Wal-Mart Stores (WMT) Earnings Preview: Q3 2014 Profit Seen Modestly Higher Despite Weak Retail Environment
Wal-Mart Stores, Inc. (NYSE:WMT) is expected to report a roughly 4 percent third-quarter earnings increase as cheaper gasoline encouraged customers to shop at the world's biggest retailer, especially at its Sam's Club outlets, and the company lowered costs by trimming inventory.
The Bentonville, Ark., company, which reports Thursday before the market opens, is expected to announce EPS for its fiscal 2014 third quarter, which ended Oct. 31, of $1.13 on revenue of $116.84 billion, according to an analyst poll by Thomson Reuters. That compares with EPS of $1.08 on revenue of $113.93 billion in the year-ago period. Net income is forecast to be $3.69 billion, up from $3.64 billion a year earlier.
Wal-Mart, which has missed earnings estimates the last two quarters and revenue estimates in six of the last seven quarters, is forecasting EPS in a range of $1.11 to $1.16.
By virtue of its size, Wal-Mart's performance is seen as a window into the economy.

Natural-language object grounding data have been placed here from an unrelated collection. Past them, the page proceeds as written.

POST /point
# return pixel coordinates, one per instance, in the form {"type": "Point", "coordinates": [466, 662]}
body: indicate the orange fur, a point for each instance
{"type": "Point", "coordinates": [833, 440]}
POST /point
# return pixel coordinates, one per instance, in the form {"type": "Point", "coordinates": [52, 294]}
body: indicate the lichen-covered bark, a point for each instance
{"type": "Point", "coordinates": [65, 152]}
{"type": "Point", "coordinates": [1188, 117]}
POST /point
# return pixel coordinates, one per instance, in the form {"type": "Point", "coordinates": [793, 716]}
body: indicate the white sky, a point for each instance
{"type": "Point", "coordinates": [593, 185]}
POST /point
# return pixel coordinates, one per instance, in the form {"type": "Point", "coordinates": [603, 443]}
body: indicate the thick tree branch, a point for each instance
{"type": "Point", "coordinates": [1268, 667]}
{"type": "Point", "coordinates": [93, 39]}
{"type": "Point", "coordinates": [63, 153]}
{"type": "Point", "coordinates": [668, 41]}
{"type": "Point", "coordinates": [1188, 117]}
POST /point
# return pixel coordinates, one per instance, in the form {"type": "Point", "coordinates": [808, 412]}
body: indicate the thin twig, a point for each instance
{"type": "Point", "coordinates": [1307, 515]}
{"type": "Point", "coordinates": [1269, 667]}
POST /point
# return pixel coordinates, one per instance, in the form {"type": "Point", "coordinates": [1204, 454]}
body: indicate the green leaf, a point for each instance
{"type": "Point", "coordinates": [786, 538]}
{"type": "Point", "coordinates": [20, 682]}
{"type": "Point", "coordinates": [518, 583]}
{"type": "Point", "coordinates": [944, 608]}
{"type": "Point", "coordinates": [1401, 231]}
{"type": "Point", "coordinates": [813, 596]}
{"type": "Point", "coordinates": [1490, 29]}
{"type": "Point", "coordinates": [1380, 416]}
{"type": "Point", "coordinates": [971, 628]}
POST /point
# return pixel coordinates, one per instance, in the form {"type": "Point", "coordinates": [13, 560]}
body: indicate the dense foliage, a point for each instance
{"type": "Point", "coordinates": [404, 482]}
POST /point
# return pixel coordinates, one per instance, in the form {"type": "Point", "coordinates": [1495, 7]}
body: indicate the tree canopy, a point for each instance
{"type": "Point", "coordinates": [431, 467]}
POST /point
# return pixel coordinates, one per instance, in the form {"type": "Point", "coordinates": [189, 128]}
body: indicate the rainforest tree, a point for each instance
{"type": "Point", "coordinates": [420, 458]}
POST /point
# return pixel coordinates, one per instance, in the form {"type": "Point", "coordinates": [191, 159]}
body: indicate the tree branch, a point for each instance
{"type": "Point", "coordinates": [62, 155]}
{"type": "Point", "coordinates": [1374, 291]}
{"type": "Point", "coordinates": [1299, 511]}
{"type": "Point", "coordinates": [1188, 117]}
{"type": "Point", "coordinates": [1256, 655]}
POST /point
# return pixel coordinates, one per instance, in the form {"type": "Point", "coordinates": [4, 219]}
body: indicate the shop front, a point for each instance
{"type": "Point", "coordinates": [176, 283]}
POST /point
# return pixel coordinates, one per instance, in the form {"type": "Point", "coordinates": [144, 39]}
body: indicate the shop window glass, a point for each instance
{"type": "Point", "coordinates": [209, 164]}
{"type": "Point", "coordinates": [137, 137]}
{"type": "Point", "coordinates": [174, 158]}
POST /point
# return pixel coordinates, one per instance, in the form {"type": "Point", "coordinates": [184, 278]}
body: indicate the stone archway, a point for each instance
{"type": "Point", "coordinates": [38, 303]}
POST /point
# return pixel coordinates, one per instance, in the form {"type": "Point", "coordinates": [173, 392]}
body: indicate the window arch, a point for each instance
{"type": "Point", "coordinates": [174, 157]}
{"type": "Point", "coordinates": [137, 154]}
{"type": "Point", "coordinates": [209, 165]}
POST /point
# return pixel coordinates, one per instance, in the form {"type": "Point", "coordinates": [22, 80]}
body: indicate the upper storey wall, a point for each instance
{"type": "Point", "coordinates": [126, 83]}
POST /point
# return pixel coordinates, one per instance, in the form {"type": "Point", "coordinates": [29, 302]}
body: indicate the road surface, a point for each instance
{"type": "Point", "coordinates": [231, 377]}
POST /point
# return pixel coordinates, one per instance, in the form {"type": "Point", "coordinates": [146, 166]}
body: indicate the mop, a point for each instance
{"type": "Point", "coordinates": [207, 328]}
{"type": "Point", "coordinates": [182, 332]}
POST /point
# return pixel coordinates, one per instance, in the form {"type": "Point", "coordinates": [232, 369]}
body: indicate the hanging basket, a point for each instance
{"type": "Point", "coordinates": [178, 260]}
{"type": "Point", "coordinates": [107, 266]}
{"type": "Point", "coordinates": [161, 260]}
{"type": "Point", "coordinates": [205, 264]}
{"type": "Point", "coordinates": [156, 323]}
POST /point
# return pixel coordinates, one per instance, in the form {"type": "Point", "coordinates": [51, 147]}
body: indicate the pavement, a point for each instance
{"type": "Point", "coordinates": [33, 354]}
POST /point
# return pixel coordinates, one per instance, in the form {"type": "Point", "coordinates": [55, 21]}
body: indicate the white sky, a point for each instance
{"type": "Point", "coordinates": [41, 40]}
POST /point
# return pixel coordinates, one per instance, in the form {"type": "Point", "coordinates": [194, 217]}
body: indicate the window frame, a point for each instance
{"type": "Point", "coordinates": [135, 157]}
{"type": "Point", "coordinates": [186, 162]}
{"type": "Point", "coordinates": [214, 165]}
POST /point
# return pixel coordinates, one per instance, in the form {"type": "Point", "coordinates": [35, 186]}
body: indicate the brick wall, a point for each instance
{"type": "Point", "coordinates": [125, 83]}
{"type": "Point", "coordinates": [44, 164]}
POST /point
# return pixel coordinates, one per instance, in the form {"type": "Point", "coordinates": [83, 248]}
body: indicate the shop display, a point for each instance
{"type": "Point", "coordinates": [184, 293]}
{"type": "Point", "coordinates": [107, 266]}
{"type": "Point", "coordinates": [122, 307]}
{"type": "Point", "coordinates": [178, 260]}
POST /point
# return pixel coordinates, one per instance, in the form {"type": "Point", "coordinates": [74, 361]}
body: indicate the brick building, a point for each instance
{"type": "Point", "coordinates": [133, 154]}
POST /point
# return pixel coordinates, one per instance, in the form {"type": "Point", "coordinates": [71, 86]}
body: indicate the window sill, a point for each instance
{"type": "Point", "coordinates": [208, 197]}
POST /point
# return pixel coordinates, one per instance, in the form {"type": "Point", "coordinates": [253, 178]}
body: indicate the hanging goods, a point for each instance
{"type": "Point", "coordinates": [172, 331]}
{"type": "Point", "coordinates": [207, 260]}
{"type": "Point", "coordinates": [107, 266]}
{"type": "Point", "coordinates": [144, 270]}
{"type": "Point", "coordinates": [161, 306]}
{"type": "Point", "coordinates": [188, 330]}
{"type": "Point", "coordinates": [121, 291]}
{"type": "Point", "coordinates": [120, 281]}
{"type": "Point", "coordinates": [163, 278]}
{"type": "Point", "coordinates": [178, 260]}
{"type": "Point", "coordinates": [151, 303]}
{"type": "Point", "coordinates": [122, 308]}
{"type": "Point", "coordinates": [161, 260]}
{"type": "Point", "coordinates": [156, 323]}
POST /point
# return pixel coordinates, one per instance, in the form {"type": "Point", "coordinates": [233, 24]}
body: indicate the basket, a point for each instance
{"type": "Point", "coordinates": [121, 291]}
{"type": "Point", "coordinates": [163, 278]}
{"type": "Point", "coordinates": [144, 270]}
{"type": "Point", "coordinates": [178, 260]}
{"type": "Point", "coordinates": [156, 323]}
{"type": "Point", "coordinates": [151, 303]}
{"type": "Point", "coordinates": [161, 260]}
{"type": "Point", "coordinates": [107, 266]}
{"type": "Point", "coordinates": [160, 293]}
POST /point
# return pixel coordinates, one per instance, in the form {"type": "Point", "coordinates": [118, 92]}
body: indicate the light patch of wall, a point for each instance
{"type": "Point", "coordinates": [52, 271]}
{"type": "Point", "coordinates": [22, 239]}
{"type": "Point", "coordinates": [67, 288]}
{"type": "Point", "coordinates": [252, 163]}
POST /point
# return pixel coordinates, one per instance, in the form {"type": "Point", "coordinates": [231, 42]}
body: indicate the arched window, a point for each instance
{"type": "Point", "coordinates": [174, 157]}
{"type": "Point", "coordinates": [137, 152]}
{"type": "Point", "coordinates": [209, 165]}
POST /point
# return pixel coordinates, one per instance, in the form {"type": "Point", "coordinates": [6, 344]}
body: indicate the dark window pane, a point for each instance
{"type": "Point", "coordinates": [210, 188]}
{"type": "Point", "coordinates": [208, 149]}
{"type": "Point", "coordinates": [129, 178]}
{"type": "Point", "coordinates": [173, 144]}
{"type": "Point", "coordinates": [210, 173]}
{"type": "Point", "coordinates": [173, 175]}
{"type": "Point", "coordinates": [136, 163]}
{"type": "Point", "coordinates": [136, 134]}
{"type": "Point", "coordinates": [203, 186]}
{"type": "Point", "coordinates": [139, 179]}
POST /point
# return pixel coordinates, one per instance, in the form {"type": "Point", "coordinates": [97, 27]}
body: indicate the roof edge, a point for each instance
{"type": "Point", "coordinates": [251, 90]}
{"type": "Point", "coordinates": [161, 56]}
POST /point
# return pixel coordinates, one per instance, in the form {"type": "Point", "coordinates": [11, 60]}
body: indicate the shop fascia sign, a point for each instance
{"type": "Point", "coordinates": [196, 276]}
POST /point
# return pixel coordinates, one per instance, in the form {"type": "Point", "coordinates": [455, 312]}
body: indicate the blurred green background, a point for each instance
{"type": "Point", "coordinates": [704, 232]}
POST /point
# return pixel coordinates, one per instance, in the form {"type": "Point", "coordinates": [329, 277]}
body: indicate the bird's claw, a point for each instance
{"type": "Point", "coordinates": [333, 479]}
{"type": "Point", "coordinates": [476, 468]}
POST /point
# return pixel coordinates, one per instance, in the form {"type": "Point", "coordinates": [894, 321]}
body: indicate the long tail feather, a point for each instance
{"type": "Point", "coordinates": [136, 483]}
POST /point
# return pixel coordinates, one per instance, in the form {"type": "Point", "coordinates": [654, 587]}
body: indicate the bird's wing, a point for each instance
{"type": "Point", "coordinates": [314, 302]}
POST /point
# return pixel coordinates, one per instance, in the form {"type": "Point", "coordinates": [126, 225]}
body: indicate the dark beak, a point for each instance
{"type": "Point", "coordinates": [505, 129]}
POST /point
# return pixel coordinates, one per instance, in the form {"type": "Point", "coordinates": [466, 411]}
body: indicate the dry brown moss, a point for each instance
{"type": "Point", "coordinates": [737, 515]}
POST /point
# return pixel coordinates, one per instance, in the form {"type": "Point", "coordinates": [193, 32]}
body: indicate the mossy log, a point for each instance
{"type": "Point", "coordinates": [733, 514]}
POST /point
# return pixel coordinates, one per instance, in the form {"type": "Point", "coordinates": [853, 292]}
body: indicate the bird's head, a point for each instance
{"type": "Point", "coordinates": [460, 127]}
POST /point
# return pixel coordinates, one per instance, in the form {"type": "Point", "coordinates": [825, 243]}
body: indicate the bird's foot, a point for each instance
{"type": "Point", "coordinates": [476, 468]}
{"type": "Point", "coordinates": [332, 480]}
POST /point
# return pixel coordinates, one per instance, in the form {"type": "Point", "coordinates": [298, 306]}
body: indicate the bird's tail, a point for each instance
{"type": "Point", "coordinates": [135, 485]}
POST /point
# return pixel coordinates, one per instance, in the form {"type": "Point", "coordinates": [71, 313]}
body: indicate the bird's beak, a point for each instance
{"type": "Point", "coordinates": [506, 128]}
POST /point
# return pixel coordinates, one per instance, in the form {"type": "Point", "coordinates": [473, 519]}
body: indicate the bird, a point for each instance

Analysts will scrutinize the company's results to see if better employment and cheaper gasoline offset low inflation, which hits the company's pricing power -- especially in food sales -- and thus profit margins, the impact of Obamacare and the nation's unusually weak economic recovery.
In the U.S., the government shutdown in early October hurt sales, said Paul Trussel, a Deutsche Bank analyst. "Weighed down in recent quarters by low grocery inflation and weak traffic trends, we believe the reatiler experienced little reprieve this period as the October government shutdown's negative impact on consumer confidence likely hurt sales," he wrote in a Nov. 8 note.
Cautious consumer spending because of the weak recovery and a change in spending patterns have weakened retail in the U.S., Wal-Mart’s largest market, thus slowing Wal-the company's top-line growth in the last several quarters.
"Consumers remain cautious on spending and the company is seeing the impact of government silliness in stores," David Strasser, Janney Capital Market analyst, said in an Oct. 16 note. "It is difficult to calculate the exact impact, but the company spoke of a tough top line across most markets."
Same-store sales are expected to increase, however, with a consensus view of 0.3 percent to 0.4 percent growth. UBS analyst Jason DeRise expects flat same-store sales, while Goldman Sachs expects a slightly-better-than-consensus number.
Over the last two quarters, Wal-Mart’s inventories have grown faster than sales, which has caused an inventory hangover, according to a recent Trefis note. In response, Wal-Mart cut orders from suppliers in September for the third and fourth quarters of fiscal 2014, adjusting to expected weak demand for some products. The company also has invested heavily in its supply chain and increased delivery speeds by 15 percent.
Sam’s Club, Wal-Mart's membership warehouse subsidiary, has been a strong performer for the company, said Patrick McKeever of MKM Partners. He expects Sam’s Club sales growth of 1 percent. Apparel, produce and health and family care have driven sales, he said. Goldman Sachs said it expects Sam's Club sales climbing 2 percent over the year-earlier quarter. DeRise of UBS sees "Sam's Club retail sales growth of 3.8 percent driven by a 2 percent comparable store sales estimate without fuel and 1.6 percent with fuel."
The company, which has 10,700 stores worldwide and whose international sales account for 29 percent of total sales, has also been taking a tough look at its overseas operations, closing underperforming stores in Brazil, Mexico, India and China, which will cut sales by about 2 percent but hike profitability, Strasser said, adding that Wal-Mart gained market share in all markets expect Japan and the U.K.
The retailer has been hit by high single- and double-digit wage increases in Brazil, China and Mexico that are causing operating expenses to grow faster than the rate of sales," Matt Nemer, senior analyst with Wells Fargo, wrote in an Oct. 16 note.
“We are encouraged that multi-channel initiatives are becoming a strategic priority and our analysis shows progress at Walmart.com, but our enthusiasm is tempered by… the distraction of lower return international investments,” Wells Fargo analysts wrote.